I spent some time today reading through the WWW2009 paper on “Mapping the World’s Photos”, from David Crandall et al . The paper reports on a work analyzing a large number (35 million) of photographs extracted from Flickr, including their metadata. The interesting point of the paper is that they combine various analysis tools: they analyse the users’ tags, the geo location in the photos’ metadata, timing information of a series of photos from the same user, and image processing analysis of the photos’ content. The combination of many different types of information leads to a better clustering of the photo data: photos can be organized in terms of location (either on large scale, ie, on the level of, say, a city, or on a much smaller scale, ie, on the level of a landmark like the Eiffel Tower). This clustering can be done without a priori knowledge of the image contents themselves.
There is the technology/algorithmic side of the paper that I cannot really comment on, I am not familiar enough with the clustering algorithms they used. However, at least for me, the more interesting aspect of the paper is the “social’’ one. As the authors say:
As researchers discovered a decade ago with large-scale collections of Web pages, studying the connective structure of a corpus at a global level exposes a fascinating picture of what the world is paying attention to. In the case of global photo collections, it means that we can discover, through collective behavior, what people consider to be the most significant landmarks both in the world and within specific cities […]; which cities are most photographed […] which cities have the highest and lowest proportions of attention-drawing landmarks […]; which views of these landmarks are the most characteristic […]; and how people move through cities and regions as they visit different locations within them […]. These resulting views of the data add to an emerging theme in which planetary-scale datasets provide insight into different kinds of human activity — in this case those based on images[…].
And this, of course, is really fascinating. But… it can also be dangerous if not done with care, because it is way too easy to jump on false conclusions. Indeed, study of such corpus cannot and should not be done, at least in my view, without a careful consideration of social, cultural, and economical issues. (This is of course no critique on the authors at all who concentrated on the algorithmic aspect only and did a great work at that!)
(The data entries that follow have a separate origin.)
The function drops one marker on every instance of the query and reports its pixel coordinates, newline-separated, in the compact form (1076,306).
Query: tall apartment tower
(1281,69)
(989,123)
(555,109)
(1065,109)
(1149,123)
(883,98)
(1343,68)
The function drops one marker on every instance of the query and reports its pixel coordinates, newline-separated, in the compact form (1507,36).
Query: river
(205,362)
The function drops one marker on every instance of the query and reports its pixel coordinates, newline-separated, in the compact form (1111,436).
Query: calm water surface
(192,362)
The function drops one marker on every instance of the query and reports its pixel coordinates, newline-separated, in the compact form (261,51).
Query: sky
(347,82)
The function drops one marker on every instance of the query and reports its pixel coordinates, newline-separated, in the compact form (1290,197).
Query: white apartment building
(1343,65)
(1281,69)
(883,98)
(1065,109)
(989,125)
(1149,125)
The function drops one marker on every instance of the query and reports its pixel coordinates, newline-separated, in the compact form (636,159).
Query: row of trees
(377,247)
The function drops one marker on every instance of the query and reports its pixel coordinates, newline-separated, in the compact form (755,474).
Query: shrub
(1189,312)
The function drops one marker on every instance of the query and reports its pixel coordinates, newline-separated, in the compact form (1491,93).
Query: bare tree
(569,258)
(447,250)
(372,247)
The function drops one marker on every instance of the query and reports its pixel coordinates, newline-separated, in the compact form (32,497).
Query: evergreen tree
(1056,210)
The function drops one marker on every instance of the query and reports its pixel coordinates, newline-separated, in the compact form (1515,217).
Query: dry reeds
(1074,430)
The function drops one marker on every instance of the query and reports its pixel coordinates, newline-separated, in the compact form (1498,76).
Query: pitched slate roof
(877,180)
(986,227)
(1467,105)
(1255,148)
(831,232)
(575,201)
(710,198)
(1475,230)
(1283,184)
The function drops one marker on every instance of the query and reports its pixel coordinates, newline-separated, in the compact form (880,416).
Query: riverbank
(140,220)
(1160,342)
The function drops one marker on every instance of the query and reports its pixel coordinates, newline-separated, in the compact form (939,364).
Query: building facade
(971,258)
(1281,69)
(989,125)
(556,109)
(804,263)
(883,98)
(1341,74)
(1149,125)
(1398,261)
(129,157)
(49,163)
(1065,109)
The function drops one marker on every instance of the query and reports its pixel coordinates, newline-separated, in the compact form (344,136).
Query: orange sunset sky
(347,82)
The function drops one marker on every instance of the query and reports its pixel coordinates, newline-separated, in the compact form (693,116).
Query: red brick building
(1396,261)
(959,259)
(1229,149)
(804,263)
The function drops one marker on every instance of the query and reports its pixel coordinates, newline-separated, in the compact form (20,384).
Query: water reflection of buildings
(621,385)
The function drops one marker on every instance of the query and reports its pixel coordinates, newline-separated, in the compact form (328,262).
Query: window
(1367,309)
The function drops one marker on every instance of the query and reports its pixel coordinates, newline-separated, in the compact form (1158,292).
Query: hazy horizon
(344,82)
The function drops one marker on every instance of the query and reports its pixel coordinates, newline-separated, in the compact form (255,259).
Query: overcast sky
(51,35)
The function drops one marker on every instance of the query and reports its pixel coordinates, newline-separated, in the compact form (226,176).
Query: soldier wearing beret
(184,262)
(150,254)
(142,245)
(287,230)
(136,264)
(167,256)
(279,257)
Let me take one example from the paper: the clustering algorithm produces a table “showing the most photographed places on Earth ranked by number of distinct photographers”. The first 15 cities on the list are: New York, London, San Francisco, Paris, Los Angeles, Chicago, Washington, Seattle, Rome, Amsterdam, Boston, Barcelona, San Diego, Berlin, and Las Vegas. 8 cities from the US, 7 from Western Europe. None from Canada, Asia, Africa, Australia, Latin America… Fascinating (and highly photogenic!) cities like Kyoto, Beijing, Rio de Janeiro, or Istambul are missing. This is not the fault of the authors: this is what this particular data set, ie, Flickr, gives you. However, can we, should we say that the World is not paying attention to these cities? I do not think so. To really draw conclusions, one would have to look at the demography of Flickr users, at economic issues, whether different communities use Flickr or some other photo site elsewhere in the World… The lack of Japanese cities in the list (knowing that Japanese make tons of pictures everywhere they go!) seems to indicate that their attitude towards social sites like Flickr might be different than what we are used to in “the West”. People going to Cairo may not have the same type of sophisticated cameras and easy Internet access to produce Flickr-quality pictures. And there may be many other different aspects that I do not even think of at this moment…
This is indeed an exciting line of research. But we, computer scientists, should be modest enough to realize that drawing social conclusions from such data requires us to work with experts in other disciplines. We could then come up with defensible conclusions that would be interesting to explore and exploit. Ie, the future, in this respect, lies in interdisciplinary work.
- Crandall, David, Backstrom, Lars, Huttenlocher, Daniel and Kleinberg, Jon (2009) ‘Mapping the World’s Photos’, In Maarek, Y. and Nejdl, W. (eds.), Proceedings of the 18th International Conference on World Wide Web, Madrid, Spain, ACM Press, pp. 761-770. Available online.